How to (1)Comment on the R-squared.

(2). Conduct the test of significance for the regression equation in part 1. Interpret your finding.
(3). Interpret the correlation coefficient.
(4). Test the significance of the strength of relationship. ( use á =.10)

Data
School-Enroll-Per Faculty-Tuition-Foreign Tuition-Age-%Foreign-Start Salary
A---200--5--24420--29,600--28--47--71400
B---228--4--19993--32,582--29--28--65200
C---392--5--4300--4300--22--0--7100
D---90--5--11140--11140--29--10--31000
E---126--4--33060--33060--28--60--87000

For correlation, r^2 is a measure of effect size. It's the correlation coefficient squared and basically represents the proportion of variability that is shared by two variables. The r^2 value may show this effect to be strong or weak.

As an example, suppose we have r^2 = .44; this means the proportion of variability shared by two variables represents a strong effect.

I hope this will help.

To comment on the R-squared, conduct the test of significance for the regression equation, interpret the correlation coefficient, and test the significance of the strength of relationship, you will first need to perform a regression analysis using a statistical software package such as Excel, SPSS, or R.

Here are the steps to follow:

1. Open your chosen statistical software package.
2. Enter the provided data (School, Enroll, Per Faculty, Tuition, Foreign Tuition, Age, %Foreign, Start Salary) into the software.
3. Run a regression analysis with "Start Salary" as the dependent variable and the other variables (Enroll, Per Faculty, Tuition, Foreign Tuition, Age, %Foreign) as independent variables. The specific steps to perform this analysis will depend on the software you are using, but it typically involves selecting the variables and running a regression model or using a regression function.
4. Once the regression analysis is complete, you can obtain various statistics, including the R-squared, significance tests, and correlation coefficients.

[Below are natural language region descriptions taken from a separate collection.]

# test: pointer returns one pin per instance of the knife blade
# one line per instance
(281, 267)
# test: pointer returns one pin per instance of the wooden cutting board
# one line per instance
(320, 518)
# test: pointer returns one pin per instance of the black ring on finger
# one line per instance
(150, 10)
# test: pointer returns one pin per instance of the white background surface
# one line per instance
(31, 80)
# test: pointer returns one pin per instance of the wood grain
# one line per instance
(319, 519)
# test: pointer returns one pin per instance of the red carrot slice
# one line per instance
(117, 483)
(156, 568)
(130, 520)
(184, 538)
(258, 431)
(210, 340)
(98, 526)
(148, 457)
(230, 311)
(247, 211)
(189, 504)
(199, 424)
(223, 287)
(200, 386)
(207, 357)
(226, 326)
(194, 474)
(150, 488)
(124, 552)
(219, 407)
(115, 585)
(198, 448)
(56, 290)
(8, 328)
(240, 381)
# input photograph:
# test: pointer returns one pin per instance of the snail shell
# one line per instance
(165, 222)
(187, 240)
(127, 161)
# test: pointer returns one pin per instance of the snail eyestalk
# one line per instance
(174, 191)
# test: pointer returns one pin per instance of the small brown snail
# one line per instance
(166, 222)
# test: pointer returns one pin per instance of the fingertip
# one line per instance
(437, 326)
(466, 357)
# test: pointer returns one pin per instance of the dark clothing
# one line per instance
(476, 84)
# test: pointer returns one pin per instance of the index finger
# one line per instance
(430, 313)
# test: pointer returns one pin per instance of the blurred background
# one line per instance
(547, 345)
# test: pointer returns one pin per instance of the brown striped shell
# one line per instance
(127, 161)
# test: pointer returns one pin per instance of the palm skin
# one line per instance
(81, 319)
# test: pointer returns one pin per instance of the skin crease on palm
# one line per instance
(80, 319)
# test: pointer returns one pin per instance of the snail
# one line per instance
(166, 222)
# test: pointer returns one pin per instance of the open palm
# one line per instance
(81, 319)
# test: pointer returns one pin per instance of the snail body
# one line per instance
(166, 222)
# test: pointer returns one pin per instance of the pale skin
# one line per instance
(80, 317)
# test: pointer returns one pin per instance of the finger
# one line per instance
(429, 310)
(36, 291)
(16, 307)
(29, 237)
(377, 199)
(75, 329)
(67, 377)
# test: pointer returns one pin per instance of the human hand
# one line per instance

To comment on the R-squared:
- R-squared is a measure of how well the independent variables explain the variation in the dependent variable. It ranges from 0 to 1, where 0 represents no variation explained, and 1 represents all the variation explained.
- A higher R-squared indicates a better fit of the regression model. If R-squared is close to 1, it means the independent variables are good predictors of the dependent variable.
- However, R-squared alone should not be used to determine the goodness of fit. It is essential to consider other statistical measures, examine the assumptions of the regression model, and interpret the coefficient estimates to make accurate conclusions.

To conduct a test of significance for the regression equation:
- Look for the p-value associated with the overall regression model (also known as the F-test).
- The p-value measures the probability of observing the results (or more extreme results) if the null hypothesis is true.
- If the p-value is less than your chosen significance level (alpha), typically 0.05 or 0.10, you can reject the null hypothesis and conclude that the regression equation is significant.
- If the p-value is greater than the significance level, you fail to reject the null hypothesis and interpret that the regression equation is not statistically significant.

To interpret the correlation coefficient:
- The correlation coefficient measures the strength and direction of the linear relationship between two variables, in this case, "Start Salary" and the independent variables.
- The correlation coefficient ranges from -1 to 1, where -1 represents a perfect negative linear relationship, 0 represents no linear relationship, and 1 represents a perfect positive linear relationship.
- A positive correlation coefficient suggests that as the independent variable increases, the dependent variable tends to increase as well. Conversely, a negative correlation coefficient suggests that as the independent variable increases, the dependent variable tends to decrease.
- The closer the correlation coefficient is to 1 or -1, the stronger the linear relationship. A correlation coefficient closer to 0 indicates a weaker relationship.

To test the significance of the strength of the relationship:
- Look for the p-value associated with each independent variable in the regression model.
- The p-value measures the probability of observing the results (or more extreme results) if the null hypothesis is true.
- If the p-value is less than your chosen significance level (alpha), typically 0.05 or 0.10, you can reject the null hypothesis and conclude that there is a significant relationship between the independent variable and the dependent variable.
- If the p-value is greater than the significance level, you fail to reject the null hypothesis and interpret that there is not a significant relationship between the independent variable and the dependent variable.

Remember to consult the software's documentation or seek expert advice if you encounter any challenges while performing the regression analysis or obtaining the necessary statistics.